Através de pesquisas epidemiológicas recentes, se constatou o aumento das enfermidades alérgicas, não somente da rinite, mas também da asma bronquial e outras patologias como urticárias, alergias a alimentos e medicamentos. Para a doutora Consuelo Martinez Cócera, do Serviço de Alergologia de Madri, “surpreende aos especialistas comprovar que um terço dos pacientes que sofrem uma dessas enfermidades foi diagnosticado simplesmente por uma história clínica, sem nenhuma prova especifica que oriente um diagnóstico etiológico, que cerca de 60% das pessoas enfrentam limitações em sua vida diária por razão da enfermidade e 8% se automedicam”. Nos últimos vinte anos, o número de pessoas com sintomas de alergia na Espanha duplicou.

Uma pesquisa feita em 2005 pelo Wolson Institute of Preventive Medicine, em Londres, e divulgada no British Medical Journal, demonstrou que a quantidade de alérgicos no mundo cresceu cerca de dez vezes entre ao anos 1970 e 1990. Diferentemente da maioria dos médicos, que associa a alergia a fatores ambientais, o estudo diz que o ser humano está ficando cada vez mais sensível às doenças alérgicas.
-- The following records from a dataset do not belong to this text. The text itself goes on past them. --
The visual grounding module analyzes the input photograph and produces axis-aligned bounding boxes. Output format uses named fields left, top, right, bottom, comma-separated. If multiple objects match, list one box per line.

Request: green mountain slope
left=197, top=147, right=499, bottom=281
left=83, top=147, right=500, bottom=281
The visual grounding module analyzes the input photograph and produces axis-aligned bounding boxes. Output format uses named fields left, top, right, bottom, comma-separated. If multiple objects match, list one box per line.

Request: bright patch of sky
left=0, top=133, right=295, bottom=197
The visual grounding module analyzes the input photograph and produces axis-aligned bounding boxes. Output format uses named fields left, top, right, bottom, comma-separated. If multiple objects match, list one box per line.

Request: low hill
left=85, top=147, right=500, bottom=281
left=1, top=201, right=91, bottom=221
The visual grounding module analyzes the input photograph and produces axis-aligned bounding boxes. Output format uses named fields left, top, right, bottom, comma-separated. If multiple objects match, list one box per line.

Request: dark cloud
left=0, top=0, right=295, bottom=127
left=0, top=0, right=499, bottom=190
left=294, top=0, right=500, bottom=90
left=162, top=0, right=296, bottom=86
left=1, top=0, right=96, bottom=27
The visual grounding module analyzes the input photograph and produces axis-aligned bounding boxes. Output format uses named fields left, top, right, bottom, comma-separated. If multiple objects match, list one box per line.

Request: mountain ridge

Um exemplo disso é a cidade de São Paulo. Na metrópole brasileira, assim que a temperatura cai, aumenta o número de pessoas quem têm problemas respiratórios, como rinite alérgica e asma.

Segundo os especialistas da ABORL-CCF (Associação Brasileira de Otorrinolaringologia e Cirurgia Cérvico-Facial), nas épocas do ano em que ocorrem as quedas na temperatura e o clima fica seco é bom evitar o uso de tapetes e mantas e, no caso de casas com crianças, torna-se fundamental guardar todos os bichinhos de pelúcia em sacos plásticos. Isso porque eles podem ser focos de ácaros, os quais aumentam em mais de 40% nos dias mais frios.

Colchões e blusas de lã também concentram ácaros e devem ser lavados com freqüência. Outras recomendações são preferir cortinas ou persianas sintéticas e usar edredons em vez de cobertores. Manter o ambiente da casa sempre ventilado também é fundamental: purificadores de ar podem ajudar muito nessa tarefa.


RINITE ALÉRGICA

Segundo o Ministério da Saúde, no Brasil trinta milhões de pessoas sofrem de rinite alérgica. O grande vilão dessa história, segundo uma pesquisa feita pela USP, em 2006, é o choque térmico, não os ácaros ou os fungos, em pessoas que trabalham em ambientes climatizados.

O estudo concluiu que o choque térmico provoca uma reação alérgica nas pessoas predispostas semelhante ao que acontece quando há contato com outros alérgenos, como o ácaro. Para evitar as mudanças bruscas de temperatura, deve-se se agasalhar antes de entrar em um ambiente com ar-condicionado.

A rinite é a mais comum entre as alergias. Estima-se que entre 30% e 40% da população mundial tem ou já teve pelo menos uma crise de rinite na vida.

Segundo especialistas da ONG Iniciativa Aria (sigla em inglês para Rinite Alérgica e seu Impacto na Asma) afirmam que mais de 80% dos asmáticos têm rinite, doença alérgica considerada pelos médicos uma espécie de “gatilho” para a asma. São mais de 350 mil internações por ano na rede pública brasileira.

Quando o ar fica seco, frio e poluído o catarro não fica mais fluído e expelido, mas espesso e preso, favorecendo assim as infecções e alergias.

Segundo o médico brasileiro Drauzio Varella, as crianças mais ricas têm mais alergias que as pobres. Varella afirma que “criança pobre pega doença infecciosa, as ricas sofrem de alergia. Nos países industrializados, as crianças e os adolescentes têm mais asma e doenças alérgicas. O aumento da freqüência é proporcional à renda da família, à melhora das condições gerais de habitação e de saúde e à redução do número de pessoas na família”.

Dessa forma, segundo o médico, as “crianças criadas com muitos irmãos e as que freqüentam creches adquirem infecções corriqueiras, essenciais para o desenvolvimento harmonioso dos mecanismos de imunidade. Na ausência delas, instalam-se doenças alérgicas, porque o sistema imunológico desregulado agride os próprios tecidos do organismo. É o caso dos brônquios na asma e da pele nos eczemas, por exemplo”.